William Steele, Yeovil, to Mary Steele, Broughton, [Saturday] 27 May 1775.
Yeovil May 27th 1775
My Dear Polly’s affectionate Letter which I rec’d this morning gave me great pleasure as it afforded me an instance of her ready compliance with my desire & at the same time informed me of the Welfare of those who are so dear to me, and yet as you observe Pleasure & Pain are so nearly allied that we find it difficult to ascertain where the one ends & the other begins. I cannot but commiserate the distressing Situation of your Aunt, her Afflictions are indeed very great. O may a good Providence give her that support under and deliverance from her sorrows which none else can give. I was much distress’d about the Children’s Cough when I wrote last to your Mother occasion’d by some being so bad here so that your telling me they are better gives me much satisfaction. The 3 Children that died in the Smallpox belonged to Mr Rawlings a Wheeler I don’t know whether you knew them. I don’t remember any that you knew are dead in it.
Thomas is so well as to be able to go every day up the hill to keep birds or break the Clods or any thing that he supposes he gets his bread by. I hope your Mo will this time direct to Yeovil else I shall not hear from home Monday, if it should be on the Road it will be sent on to Exon. We propose setting out very early Tuesday Morning to get to Exon in the Evening and must stay some time at Honiton, Miss Peckford is to ride with me in the Chaise & M Winsor to go on horseback to Axminster & from there in one of the Stages, perhaps may meet Coz Wm there. I shall hope for a Letter from Mama or you every post while I am at Exon, my next will I suppose (Providence favoring) be from thence. M Winsor desires her kind Love, my tenderest regards await every One of my beloved Family, and may the blessing of God, the God (as Mrs Rowe says) of our pious Ancestors ever attend them prays My Dear Daughters ever affectionate Father
Wm Steele
On looking over the above I find I have said nothing of self – the little Hero of each tale – thro’ Mercy I still continue in good health & have reason to hope the Journey will be beneficial to me.
Text: Timothy Whelan, ed., Nonconformist Women Writers, 1720-1840, 8 vols. (London: Pickering & Chatto, 2011), vol. 3, p. 265 (annotated version); STE 4/5/xliv, Steele Collection, Angus Library, Regent's Park College, Oxford. No postmark. Address: Miss Steele / Broughton near / Stockbridge / Hants.

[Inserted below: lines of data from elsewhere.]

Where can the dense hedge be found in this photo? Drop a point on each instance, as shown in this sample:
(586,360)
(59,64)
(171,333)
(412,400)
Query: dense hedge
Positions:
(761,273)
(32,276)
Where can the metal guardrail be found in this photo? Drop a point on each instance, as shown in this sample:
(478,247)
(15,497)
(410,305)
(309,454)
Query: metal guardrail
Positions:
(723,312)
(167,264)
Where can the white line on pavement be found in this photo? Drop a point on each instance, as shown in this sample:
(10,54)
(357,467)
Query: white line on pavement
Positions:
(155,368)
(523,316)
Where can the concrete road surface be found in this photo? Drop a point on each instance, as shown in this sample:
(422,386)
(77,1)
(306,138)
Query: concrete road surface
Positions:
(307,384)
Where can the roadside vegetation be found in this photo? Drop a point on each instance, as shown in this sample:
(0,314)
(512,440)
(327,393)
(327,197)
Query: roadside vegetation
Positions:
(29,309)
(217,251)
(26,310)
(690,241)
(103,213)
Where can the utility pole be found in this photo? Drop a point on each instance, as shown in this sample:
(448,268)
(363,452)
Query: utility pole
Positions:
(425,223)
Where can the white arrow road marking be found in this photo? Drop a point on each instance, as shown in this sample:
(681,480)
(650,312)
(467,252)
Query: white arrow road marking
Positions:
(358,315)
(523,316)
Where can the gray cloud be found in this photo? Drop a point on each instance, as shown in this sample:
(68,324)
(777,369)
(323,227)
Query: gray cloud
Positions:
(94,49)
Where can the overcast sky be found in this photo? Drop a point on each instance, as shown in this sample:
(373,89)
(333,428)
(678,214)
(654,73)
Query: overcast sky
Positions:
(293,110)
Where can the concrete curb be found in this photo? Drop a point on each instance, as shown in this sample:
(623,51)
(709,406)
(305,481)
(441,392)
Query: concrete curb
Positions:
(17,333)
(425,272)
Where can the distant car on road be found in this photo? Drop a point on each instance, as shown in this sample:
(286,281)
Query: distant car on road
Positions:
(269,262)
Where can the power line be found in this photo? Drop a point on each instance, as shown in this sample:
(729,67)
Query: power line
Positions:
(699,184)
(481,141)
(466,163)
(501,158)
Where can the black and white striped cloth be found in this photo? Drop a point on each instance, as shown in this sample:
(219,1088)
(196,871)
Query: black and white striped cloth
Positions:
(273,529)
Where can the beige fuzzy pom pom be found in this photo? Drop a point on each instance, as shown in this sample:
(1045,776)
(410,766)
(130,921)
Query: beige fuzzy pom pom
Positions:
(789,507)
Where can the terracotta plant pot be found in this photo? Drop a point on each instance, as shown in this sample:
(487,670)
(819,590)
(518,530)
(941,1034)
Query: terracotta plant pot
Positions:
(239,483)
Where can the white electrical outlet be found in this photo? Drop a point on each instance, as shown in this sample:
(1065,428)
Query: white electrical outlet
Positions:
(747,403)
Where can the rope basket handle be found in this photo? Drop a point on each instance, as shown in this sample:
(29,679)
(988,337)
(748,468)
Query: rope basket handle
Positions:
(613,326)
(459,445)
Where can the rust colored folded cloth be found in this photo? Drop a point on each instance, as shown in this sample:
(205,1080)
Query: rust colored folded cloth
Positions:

According to Mary Steele’s spiritual autobiography, at the time of the above letter her two half-sisters were innoculated for the smallpox, with no severe repercussions. Other references above include William Wakeford of Andover; and a quotation from a letter from Elizabeth Singer Rowe (1674-1737) (a writer who had a distinctive influence upon the Steele circle of poets) to her mother-in-law, Sarah Rowe, in ‘The Life of Mrs. Elizabeth Rowe’, found in Poems on Several Occasions (London, 1759), p. 33.